Beck capitalized on his success in Lawrence by joining the staff of the B1G's most Big XII school. Pelini hired Beck in 2008 as the Cornhuskers' new....running backs coach? That probably made sense in Pelini's world, which is why it seems so odd to the rest of us. Nonetheless, the Huskers ran fairly effectively in his first season. Thereafter, Bolicious P doubled down on his bet and elevated Beck to the OC position, along with the dubious distinction of coaching the Husker QB bullpen.
In the four years he managed the Husker offense, there were some notable bright spots:
- Taylor Martinez amassed 2871 yards passing and another 1019 on the ground in 2012
- Nebraska finished 15th in the nation in total offense in 2012
- The Huskers boasted the 7th-best rushing attack nationally in 2012
- Nebraska also fielded the 11th-ranked rushing offense in 2011 and the 23rd-best rushing offense in 2013.
- With a 19th-ranked rushing game in 2014, Beck produced a top-25 rushing offense annually over four years
To be fair, there were some not so bright spots as well:
- Beck's 2014 passing game ranked an abysmal 76th in the nation in total yardage
- In 2013, his Husker heaving attack posted an anemic 196.7 ypg, good for a shameful 98th in the country
- Despite 2012 being far and away the best year of the Martinez era, Nebraska's passing game was scarcely better than the following year, coming in at 90th on the back of only 207.4 ypg.
- Nebraska lost 4 games every single year that Beck was at the helm of the offense.

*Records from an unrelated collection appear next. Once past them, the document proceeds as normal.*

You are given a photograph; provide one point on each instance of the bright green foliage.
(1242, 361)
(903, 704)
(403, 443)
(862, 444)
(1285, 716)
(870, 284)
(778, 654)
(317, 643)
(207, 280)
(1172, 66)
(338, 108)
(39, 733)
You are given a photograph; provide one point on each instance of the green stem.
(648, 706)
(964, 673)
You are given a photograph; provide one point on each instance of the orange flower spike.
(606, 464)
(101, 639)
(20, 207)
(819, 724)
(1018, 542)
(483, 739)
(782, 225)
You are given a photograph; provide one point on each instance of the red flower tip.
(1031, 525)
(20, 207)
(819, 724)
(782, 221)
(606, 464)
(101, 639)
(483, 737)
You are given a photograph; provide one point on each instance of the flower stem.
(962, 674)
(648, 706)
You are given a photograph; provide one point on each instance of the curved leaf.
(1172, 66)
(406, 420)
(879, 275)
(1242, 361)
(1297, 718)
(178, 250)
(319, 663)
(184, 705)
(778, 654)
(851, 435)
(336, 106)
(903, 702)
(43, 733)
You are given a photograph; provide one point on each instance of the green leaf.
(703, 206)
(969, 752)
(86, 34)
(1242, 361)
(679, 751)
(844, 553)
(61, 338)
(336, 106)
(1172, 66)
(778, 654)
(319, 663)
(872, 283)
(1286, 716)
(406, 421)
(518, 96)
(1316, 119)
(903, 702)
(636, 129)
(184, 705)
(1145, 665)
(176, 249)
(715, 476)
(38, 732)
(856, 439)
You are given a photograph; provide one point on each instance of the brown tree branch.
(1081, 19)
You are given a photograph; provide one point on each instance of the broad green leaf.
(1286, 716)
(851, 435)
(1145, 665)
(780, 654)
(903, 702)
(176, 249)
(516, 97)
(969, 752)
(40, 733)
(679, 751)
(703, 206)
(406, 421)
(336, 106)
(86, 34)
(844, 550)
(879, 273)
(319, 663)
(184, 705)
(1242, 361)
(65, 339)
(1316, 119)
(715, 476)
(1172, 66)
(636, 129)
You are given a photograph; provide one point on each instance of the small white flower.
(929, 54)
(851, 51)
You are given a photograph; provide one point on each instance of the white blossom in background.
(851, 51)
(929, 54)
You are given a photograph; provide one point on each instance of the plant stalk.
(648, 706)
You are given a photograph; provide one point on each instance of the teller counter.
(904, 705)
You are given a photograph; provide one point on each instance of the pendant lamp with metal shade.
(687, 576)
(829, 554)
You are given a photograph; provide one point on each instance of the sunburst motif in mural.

Some say that Beck's offensive scheming was severely hampered by Pelini, though how and more importantly why remains a mystery. I'd imagine that Martinez's penchant for interceptions and outright panic in the backfield didn't help Beck's execution.
So, where does this leave us? Or more importantly, where does it leave the Buckeyes in 2015? The answer to the former is murky at best. As to the latter, it's worth noting that Beck has been primarily hired as a position coach for Ohio State's corral of QBs. The chief playcalling duties will still fall to former co-OC Ed Warriner. Warriner is a veteran in the program and is likely to bring some measure of last year's mindset to this year's scheme.
Not for nothing, but Tom Herman was far from infallible. More than once last season I lamented his lack of creativity and his seeming inability to get a defense out of position. As a result, he too often relied on the QB's legs to bail the offense out of a tough spot. I was fairly certain that J.T. Barrett was going to get killed at several points during the season. So while he was instrumental in the national title, he was by no means the indispensable linchpin of the offense's output.